1, This kit is for in vitro research use only and is not for clinical diagnosis. 2, Please wear lab coats and latex gloves for protection during the test. Especially when testing blood or other body fluid samples, please follow the national biological laboratory safety protection regulations. 3, incubate strictly according to the specified time and temperature to ensure accurate results. All reagents must reach room temperature before use 20-25℃. Refrigerate the reagent immediately after use. 4Improper plate washing may lead to inaccurate results. Make sure to aspirate as much liquid as possible before adding substrate.
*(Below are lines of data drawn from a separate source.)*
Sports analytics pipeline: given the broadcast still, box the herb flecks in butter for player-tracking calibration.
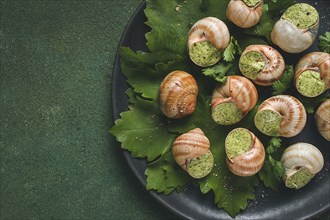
[282,3,319,29]
[189,41,221,67]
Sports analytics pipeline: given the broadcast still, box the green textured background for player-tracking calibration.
[0,0,328,219]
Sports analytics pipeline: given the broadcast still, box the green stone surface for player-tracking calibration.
[0,0,177,220]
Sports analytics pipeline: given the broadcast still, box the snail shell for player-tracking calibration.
[159,70,198,118]
[211,76,258,125]
[225,128,265,176]
[226,0,263,28]
[294,52,330,97]
[315,99,330,141]
[270,3,319,53]
[239,45,285,86]
[281,142,324,189]
[254,95,307,137]
[188,17,230,67]
[172,128,213,178]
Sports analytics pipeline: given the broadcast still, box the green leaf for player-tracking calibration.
[272,65,294,95]
[318,31,330,53]
[110,98,175,161]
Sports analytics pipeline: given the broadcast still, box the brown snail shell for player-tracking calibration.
[225,128,265,176]
[239,45,285,86]
[159,70,198,118]
[211,75,258,125]
[254,95,307,137]
[226,0,263,28]
[315,99,330,141]
[172,128,213,178]
[294,52,330,97]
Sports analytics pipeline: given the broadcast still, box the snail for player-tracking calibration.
[159,70,198,118]
[294,52,330,97]
[239,45,285,86]
[270,3,319,53]
[226,0,263,28]
[315,99,330,141]
[281,142,324,189]
[254,95,307,137]
[188,17,230,67]
[172,128,214,179]
[225,128,265,176]
[211,76,258,125]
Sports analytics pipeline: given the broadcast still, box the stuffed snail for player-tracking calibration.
[270,3,319,53]
[294,52,330,97]
[239,45,285,86]
[226,0,263,28]
[281,143,324,189]
[211,76,258,125]
[225,128,265,176]
[159,70,198,118]
[315,99,330,141]
[254,95,307,137]
[172,128,214,179]
[188,17,230,67]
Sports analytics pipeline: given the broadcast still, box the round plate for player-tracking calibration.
[112,0,330,219]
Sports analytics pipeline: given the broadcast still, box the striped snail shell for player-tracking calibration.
[211,76,258,125]
[188,17,230,67]
[225,128,265,176]
[270,3,319,53]
[281,142,324,189]
[254,95,307,137]
[294,52,330,97]
[239,45,285,86]
[172,128,214,178]
[226,0,263,28]
[159,70,198,118]
[315,99,330,141]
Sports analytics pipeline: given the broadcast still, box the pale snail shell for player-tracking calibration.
[239,45,285,86]
[226,0,263,28]
[211,76,258,125]
[187,17,230,67]
[225,128,265,176]
[294,52,330,97]
[281,142,324,189]
[172,128,213,178]
[315,99,330,141]
[159,70,198,118]
[254,95,307,137]
[270,3,319,53]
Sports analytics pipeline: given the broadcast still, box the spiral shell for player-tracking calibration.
[225,128,265,176]
[239,45,285,86]
[294,52,330,97]
[254,95,307,137]
[270,3,319,53]
[187,17,230,67]
[226,0,263,28]
[211,76,258,125]
[159,70,198,118]
[172,128,213,178]
[315,99,330,141]
[281,142,324,189]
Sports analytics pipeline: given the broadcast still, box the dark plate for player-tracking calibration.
[112,0,330,219]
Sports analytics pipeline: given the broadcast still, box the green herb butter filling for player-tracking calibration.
[282,3,319,29]
[296,70,327,97]
[243,0,260,7]
[187,151,214,179]
[225,128,253,159]
[254,109,281,136]
[212,102,243,125]
[189,41,221,67]
[239,51,266,80]
[285,168,314,189]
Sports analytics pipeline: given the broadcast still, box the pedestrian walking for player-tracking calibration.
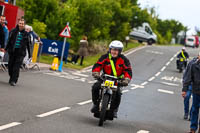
[182,53,200,133]
[78,36,88,66]
[0,15,5,51]
[5,18,31,86]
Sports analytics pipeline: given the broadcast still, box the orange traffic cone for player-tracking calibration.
[50,57,58,71]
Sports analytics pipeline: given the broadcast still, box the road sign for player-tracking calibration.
[59,25,71,38]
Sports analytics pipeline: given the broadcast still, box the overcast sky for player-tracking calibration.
[138,0,200,34]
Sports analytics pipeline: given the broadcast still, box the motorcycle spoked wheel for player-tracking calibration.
[99,94,110,126]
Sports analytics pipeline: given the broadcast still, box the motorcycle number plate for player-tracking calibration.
[104,80,114,87]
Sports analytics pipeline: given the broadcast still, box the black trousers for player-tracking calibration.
[80,56,84,66]
[8,51,24,83]
[92,81,122,111]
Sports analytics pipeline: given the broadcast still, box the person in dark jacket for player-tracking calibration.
[182,53,200,133]
[77,36,88,66]
[91,41,132,118]
[0,15,6,51]
[5,18,31,86]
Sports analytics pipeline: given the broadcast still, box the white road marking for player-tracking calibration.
[141,81,148,86]
[162,82,179,86]
[72,72,89,78]
[122,90,129,93]
[78,100,92,105]
[131,86,138,90]
[161,66,166,72]
[170,57,174,61]
[146,50,163,55]
[166,62,170,66]
[137,130,149,133]
[124,46,146,56]
[74,78,86,82]
[155,72,161,77]
[148,77,155,82]
[37,107,71,118]
[88,80,97,84]
[158,89,174,94]
[0,122,22,131]
[131,84,144,88]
Do not allow the wells to dry out during incubation. 5, remove the residual liquid and fingerprints on the bottom of the board, otherwise it will affect ODvalue. 6, the substrate developing solution should be colorless or very light in color. 7, avoid cross contamination of reagents and specimens to avoid erroneous results. 8, Avoid direct exposure to strong light during storage and incubation. 9equilibrate to room temperature before opening the sealed bag to prevent water droplets from condensing on the cold strips. 10, Any reaction reagent cannot come into contact with bleaching solvent or the strong gas emitted by bleaching solvent. Any bleaching component will destroy the biological activity of the reaction reagent in the kit. 11, the ELISA reader used for testing needs to be installed with the ability to detect 450±10nmWavelength filters with optical density range of 0-3.5It is recommended to use in advance 15Minutes to preheat. 12, Do not mix or replace the reagents in this kit with reagents from other batches or other sources. 13, used in the test EPBoth the tube and the pipette tip are for single use and mixing is strictly prohibited. 14, Do not use expired reagents.
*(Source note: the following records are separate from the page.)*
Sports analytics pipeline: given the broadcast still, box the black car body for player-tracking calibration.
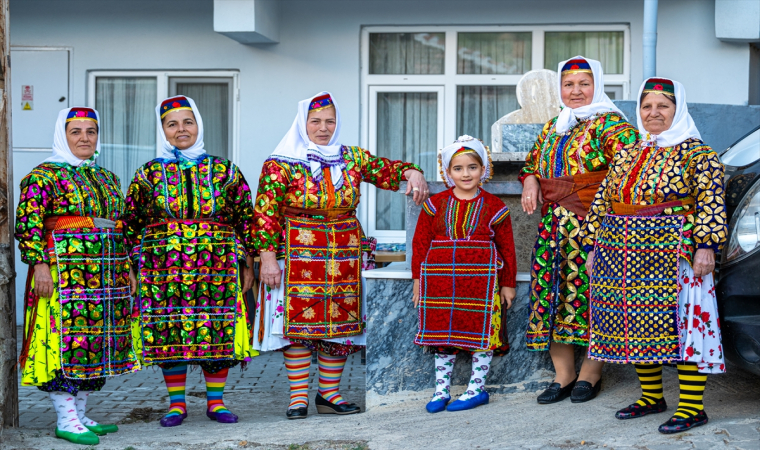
[716,127,760,375]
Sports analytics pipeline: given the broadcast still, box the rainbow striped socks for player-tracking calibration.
[282,345,310,409]
[203,368,231,414]
[317,351,348,405]
[161,363,187,416]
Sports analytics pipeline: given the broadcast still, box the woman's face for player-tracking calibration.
[66,120,98,160]
[306,108,337,145]
[560,72,594,109]
[161,109,198,150]
[639,94,676,134]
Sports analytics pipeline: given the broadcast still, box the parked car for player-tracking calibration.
[716,127,760,375]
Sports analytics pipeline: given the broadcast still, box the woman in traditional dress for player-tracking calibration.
[124,96,258,427]
[520,56,636,404]
[15,107,140,445]
[254,92,428,419]
[412,135,517,413]
[581,78,728,433]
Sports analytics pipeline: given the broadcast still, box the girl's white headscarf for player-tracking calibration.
[272,91,346,187]
[156,95,206,162]
[554,55,628,133]
[43,107,100,167]
[636,77,702,147]
[440,134,491,187]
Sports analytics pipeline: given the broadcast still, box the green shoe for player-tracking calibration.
[85,423,119,436]
[55,427,100,445]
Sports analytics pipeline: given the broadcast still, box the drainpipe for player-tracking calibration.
[643,0,657,80]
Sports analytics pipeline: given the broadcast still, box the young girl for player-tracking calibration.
[412,135,516,413]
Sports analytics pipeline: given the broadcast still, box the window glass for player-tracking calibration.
[375,92,438,230]
[369,33,446,75]
[95,77,157,192]
[544,31,624,74]
[457,33,532,75]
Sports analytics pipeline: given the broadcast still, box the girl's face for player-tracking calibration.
[446,153,486,192]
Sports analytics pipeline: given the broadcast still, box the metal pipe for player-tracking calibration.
[643,0,657,80]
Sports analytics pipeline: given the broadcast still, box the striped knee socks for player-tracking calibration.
[317,351,348,405]
[673,364,707,419]
[634,364,663,406]
[203,368,230,414]
[161,363,187,416]
[282,345,311,409]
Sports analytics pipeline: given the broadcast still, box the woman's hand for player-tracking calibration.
[404,169,430,205]
[499,286,517,309]
[691,248,715,278]
[34,263,53,298]
[242,256,256,294]
[129,266,137,297]
[259,252,282,289]
[521,175,544,214]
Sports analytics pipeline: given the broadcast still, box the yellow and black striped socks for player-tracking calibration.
[634,364,663,406]
[673,364,707,419]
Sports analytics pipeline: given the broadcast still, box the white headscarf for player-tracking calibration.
[43,107,100,167]
[440,134,491,187]
[272,91,346,187]
[636,77,702,147]
[156,95,206,162]
[554,55,627,133]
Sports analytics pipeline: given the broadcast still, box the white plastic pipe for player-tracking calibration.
[643,0,657,80]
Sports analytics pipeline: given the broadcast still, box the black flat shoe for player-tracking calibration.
[314,394,362,416]
[536,380,575,405]
[570,378,602,403]
[615,398,668,420]
[658,410,707,434]
[285,407,309,420]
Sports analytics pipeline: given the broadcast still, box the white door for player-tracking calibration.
[10,48,69,325]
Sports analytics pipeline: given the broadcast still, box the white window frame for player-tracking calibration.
[87,70,240,164]
[359,24,631,243]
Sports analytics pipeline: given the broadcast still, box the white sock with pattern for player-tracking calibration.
[433,353,457,400]
[459,351,493,400]
[50,391,90,434]
[77,391,98,427]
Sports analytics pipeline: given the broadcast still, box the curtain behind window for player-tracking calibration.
[457,86,520,145]
[375,92,438,230]
[177,83,230,159]
[544,31,624,74]
[95,77,157,192]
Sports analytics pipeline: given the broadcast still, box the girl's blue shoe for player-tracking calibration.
[425,396,451,414]
[448,391,488,411]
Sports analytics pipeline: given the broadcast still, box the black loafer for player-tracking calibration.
[314,394,362,416]
[658,410,707,434]
[536,380,575,405]
[615,398,668,420]
[285,406,309,420]
[570,378,602,403]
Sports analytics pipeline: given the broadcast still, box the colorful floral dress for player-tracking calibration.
[253,146,420,356]
[580,139,728,373]
[412,189,517,355]
[520,112,638,350]
[15,163,140,394]
[124,155,258,372]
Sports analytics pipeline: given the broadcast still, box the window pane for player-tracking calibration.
[457,33,532,75]
[375,92,438,230]
[544,31,624,73]
[176,82,230,158]
[369,33,445,75]
[457,86,520,145]
[95,77,157,192]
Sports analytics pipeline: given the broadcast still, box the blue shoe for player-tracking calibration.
[425,396,451,414]
[448,391,488,411]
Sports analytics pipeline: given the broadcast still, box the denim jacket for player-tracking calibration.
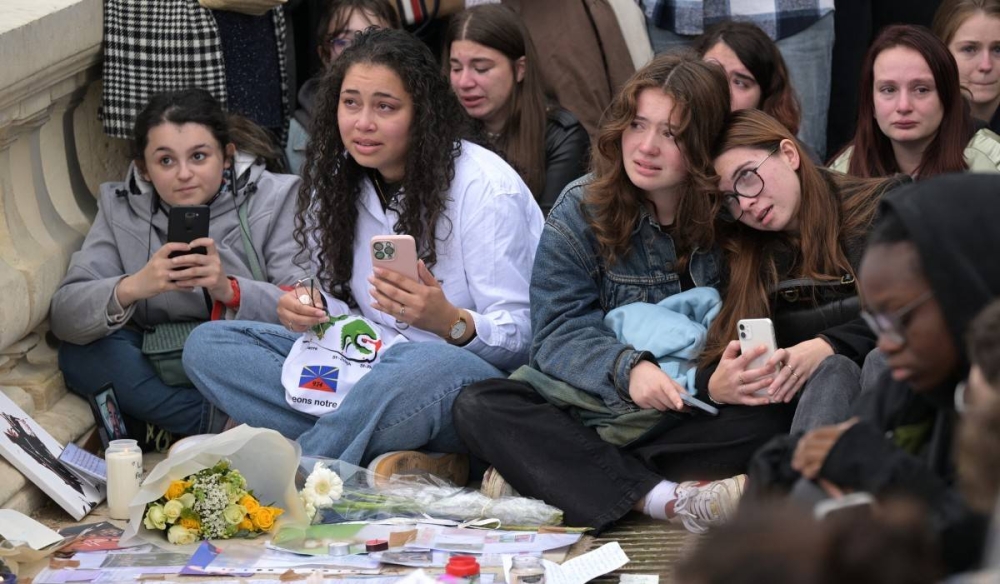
[530,176,722,413]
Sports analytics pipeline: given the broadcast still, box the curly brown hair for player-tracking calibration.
[586,53,729,271]
[294,29,483,307]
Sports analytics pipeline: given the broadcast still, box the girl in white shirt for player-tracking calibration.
[184,30,543,474]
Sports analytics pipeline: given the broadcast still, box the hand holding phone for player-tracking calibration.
[736,318,778,397]
[167,205,211,258]
[369,235,420,282]
[680,391,719,416]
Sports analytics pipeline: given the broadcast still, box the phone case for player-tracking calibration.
[167,205,211,257]
[369,235,420,282]
[736,318,778,369]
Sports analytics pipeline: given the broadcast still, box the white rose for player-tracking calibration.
[167,525,198,545]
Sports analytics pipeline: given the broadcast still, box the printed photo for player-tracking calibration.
[0,393,104,520]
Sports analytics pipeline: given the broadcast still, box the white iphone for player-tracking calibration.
[736,318,778,396]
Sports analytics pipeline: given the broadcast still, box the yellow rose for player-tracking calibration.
[240,495,260,513]
[166,481,188,501]
[142,505,167,529]
[163,499,184,524]
[180,518,201,531]
[250,507,276,531]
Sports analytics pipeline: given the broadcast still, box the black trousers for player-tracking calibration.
[452,379,794,531]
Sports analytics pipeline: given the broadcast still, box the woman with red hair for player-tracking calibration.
[830,25,1000,178]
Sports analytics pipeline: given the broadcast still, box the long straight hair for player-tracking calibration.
[586,53,729,272]
[701,110,898,365]
[834,25,975,178]
[442,4,554,198]
[693,20,802,134]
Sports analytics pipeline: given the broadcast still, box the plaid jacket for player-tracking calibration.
[642,0,833,41]
[99,0,291,139]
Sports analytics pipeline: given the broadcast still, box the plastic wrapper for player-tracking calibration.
[120,425,308,552]
[296,457,563,529]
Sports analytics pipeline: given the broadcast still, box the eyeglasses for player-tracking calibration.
[719,144,781,222]
[861,290,934,345]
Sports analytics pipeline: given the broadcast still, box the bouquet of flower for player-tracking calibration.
[296,457,563,528]
[142,460,283,545]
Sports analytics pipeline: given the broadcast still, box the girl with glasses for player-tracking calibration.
[830,25,1000,179]
[455,53,800,531]
[699,110,900,431]
[443,5,590,214]
[285,0,400,174]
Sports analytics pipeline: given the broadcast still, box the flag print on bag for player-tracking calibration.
[281,315,406,416]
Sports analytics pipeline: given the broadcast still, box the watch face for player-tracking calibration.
[449,318,467,339]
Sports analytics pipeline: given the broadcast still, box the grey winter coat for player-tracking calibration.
[51,153,300,345]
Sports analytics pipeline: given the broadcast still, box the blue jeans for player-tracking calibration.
[184,321,505,464]
[778,12,834,160]
[646,12,834,160]
[59,329,225,435]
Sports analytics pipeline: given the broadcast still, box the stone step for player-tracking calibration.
[0,392,94,515]
[0,353,66,412]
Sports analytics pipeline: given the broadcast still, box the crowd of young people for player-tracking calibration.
[52,0,1000,570]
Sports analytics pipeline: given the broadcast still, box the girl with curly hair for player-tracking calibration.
[455,53,788,531]
[184,29,542,479]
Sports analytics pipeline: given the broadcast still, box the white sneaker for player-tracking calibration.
[479,466,521,499]
[666,475,747,533]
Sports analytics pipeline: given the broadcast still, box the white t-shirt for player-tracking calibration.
[318,141,545,370]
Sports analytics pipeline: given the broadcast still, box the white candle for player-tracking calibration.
[104,440,142,519]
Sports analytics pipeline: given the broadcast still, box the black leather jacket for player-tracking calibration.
[535,108,590,216]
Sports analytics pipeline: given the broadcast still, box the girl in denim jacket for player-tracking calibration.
[454,54,789,531]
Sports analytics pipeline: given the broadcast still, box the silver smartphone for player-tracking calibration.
[736,318,778,397]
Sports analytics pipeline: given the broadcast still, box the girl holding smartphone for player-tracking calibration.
[699,110,905,431]
[455,54,788,531]
[51,89,299,435]
[184,29,542,479]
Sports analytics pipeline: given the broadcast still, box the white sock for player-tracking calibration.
[642,481,677,519]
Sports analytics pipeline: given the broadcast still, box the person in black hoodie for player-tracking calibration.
[748,174,1000,572]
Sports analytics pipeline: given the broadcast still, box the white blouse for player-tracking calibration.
[318,141,545,371]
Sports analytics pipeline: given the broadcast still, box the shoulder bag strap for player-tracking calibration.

①Problem description: The positive and negative control results are unstablePossible causes and corresponding countermeasures: 1.Inaccurate aspiration or addition of liquid——Check the pipette and tips 2.Equilibration time is too short——Ensure adequate balancing time 3.Incomplete washing——Ensure the washing time, washing times and liquid volume per well ②Problem description: The color is very weak or colorlessPossible causes and corresponding countermeasures: 1.Incubation time is too short——Ensure adequate incubation time 2.Incorrect test temperature——Use the recommended test temperature 3.Insufficient reagent volume or missed addition/Incorrect dilution——Check the aspiration and addition process to ensure that all reagents are added in order and in sufficient quantities. 4.Enzyme marker inactivation or substrate failure——Mix the enzyme conjugate and substrate and check and judge by rapid color development ③Problem description: Low readingsPossible causes and corresponding countermeasures: 1.The microplate reader is not set up correctly——Check wavelength and filter settings on the microplate reader/Turn on the ELISA reader in advance to preheat ④Problem description: Large coefficient of variationPossible causes and corresponding countermeasures: 1.Incorrect addition of liquid——Check the filling status ⑤Problem description: High background valuePossible causes and corresponding countermeasures: 1.The working concentration of the detection antibody is too high——Use the recommended dilution factor 2.Incomplete washing of ELISA plate——Ensure that each step is cleaned completely; if using an automatic plate washer, check whether all outlets are blocked; whether the washing solution provided in the kit is used 3.The washing liquid is contaminated——Prepare new lotion ⑥Problem description: Low sensitivityPossible causes and corresponding countermeasures: 1.ELISAImproper storage of the test kit——Store relevant reagents according to the instructions 2.Not terminated before reading——ODStop solution should be added to each well before reading.

The kit is for research use only. If it is used for clinical diagnosis or any other purpose, our company will not be responsible for any problems arising therefrom and will not bear any legal liability.